Bioinfomagic is a tool that magically guesses what you want to do with your raw data.

Usage: 
 bioinfomagic [options] -o <dir> <file1> … <fileN>

Arguments (mandatory): 
 -o, --output=PATH  The path to the results 
                    directory

Options:
 -t, --threads=N    The number of CPUs to use.
 --submit           Automatically write and submit 
                    a manuscript.
 --help             Print this help message and 
                    exit.
  • Often the --help page starts with a short description of the software.
  • Then there’s a usage example, to give us an idea of how the tool should be run. In this example note that < and > are used to indicate user input. These should not be included in our command. For example, if we wanted our output to be in a directory called results:
    • Correct: -o results
    • Wrong: -o <results>
  • This tool can take an arbitrary number of input files, but they have to be at the end of the command. For example:
    • Correct: bioinfomagic -o results file1.txt file2.txt
    • Wrong: bioinfomagic file1.txt file2.txt -o results
  • In this case [options] indicates that we can add additional arguments to the command (which are listed further down the help). The order of these named arguments doesn’t matter, for example:
    • Correct: bioinfomagic --submit -o results file1.txt file2.txt
    • Correct: bioinfomagic -o results --submit file1.txt file2.txt
    • Wrong: bioinfomagic -o results file1.txt file2.txt --submit (the input files should be at the end)
  • Long and short argument names are equivalent, for example: -o results is the same as --output=results

This is one example of how the documentation may look like but, as we mentioned above, this is not always standard. Here is another way in which the usage could have been specified:

bioinfomagic --output STR [--submit] [--threads INT] FILE1 [...] [FILEN]

In this case, optional arguments are shown within [] (but the [ and ] should not be included in our final command). Also, the values for the options are indicated as: STR, which means “string” (textual input);INT (an integer, or whole number).

macOS vs Linux

Although macOS has a Unix terminal, it uses a different set of tools from Linux distributions. macOS is based on FreeBSD, whereas Linux comes with GNU utilities.

Most of the commands work very similarly across both, but you may come across some minor differences. For example, the ls command on macOS does not have the option --sort or --help.
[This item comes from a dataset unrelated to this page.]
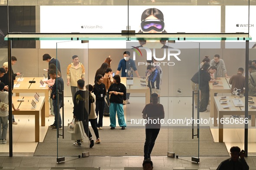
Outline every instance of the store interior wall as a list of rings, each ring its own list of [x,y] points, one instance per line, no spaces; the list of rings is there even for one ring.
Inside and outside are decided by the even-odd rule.
[[[0,49],[1,54],[0,64],[7,60],[7,50],[6,49]],[[84,49],[58,49],[58,58],[61,63],[61,69],[62,78],[65,85],[65,89],[69,89],[66,85],[66,68],[68,65],[72,62],[72,56],[77,55],[79,60],[84,63]],[[100,66],[105,59],[109,55],[111,56],[112,62],[111,66],[113,71],[116,72],[118,63],[123,58],[123,53],[126,50],[123,49],[88,49],[88,67],[85,68],[86,79],[88,79],[89,82],[94,84],[94,80],[97,70]],[[194,50],[196,55],[191,56],[191,49],[182,49],[182,54],[185,56],[184,62],[176,62],[176,66],[162,66],[163,78],[162,79],[162,89],[169,89],[169,96],[191,96],[190,79],[193,75],[198,71],[198,66],[205,56],[209,56],[211,60],[213,58],[215,54],[219,54],[220,58],[225,62],[227,70],[228,75],[232,76],[236,74],[239,67],[243,67],[245,69],[245,50],[231,49],[201,49],[200,59],[197,56],[198,49]],[[42,60],[42,55],[45,53],[49,54],[51,56],[56,57],[56,50],[54,49],[12,49],[12,55],[16,56],[17,62],[13,66],[15,72],[22,72],[24,77],[42,77],[43,74],[47,73],[43,70],[48,67],[48,63]],[[250,51],[250,60],[256,59],[256,50],[251,49]],[[181,57],[181,58],[182,57]],[[200,63],[199,63],[200,60]],[[136,57],[136,62],[145,62],[142,58]],[[146,66],[143,65],[138,67],[139,74],[145,76]],[[88,71],[87,71],[88,70]],[[178,76],[175,76],[175,75]],[[176,92],[178,88],[183,90],[182,94]],[[65,91],[65,96],[71,96],[70,90]],[[166,95],[166,93],[162,94],[162,96]]]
However, the macOS ls command does have options to change how it sorts files, and you can look at the manual page man ls to see how.

3.6 Summary

Key Points

  • The Unix shell (command line) allows running complex operations with a few commands, interact with high-performance computing servers and write reproducible analysis in scripts.
  • The basic syntax of a command is: command -options argument.
    For example, ls -l Documents would list the contents of the Documents directory in a long format.
  • To find the options available with a given program we can use the --help function or (in some cases) the man command.
    For example: ls --help or man ls.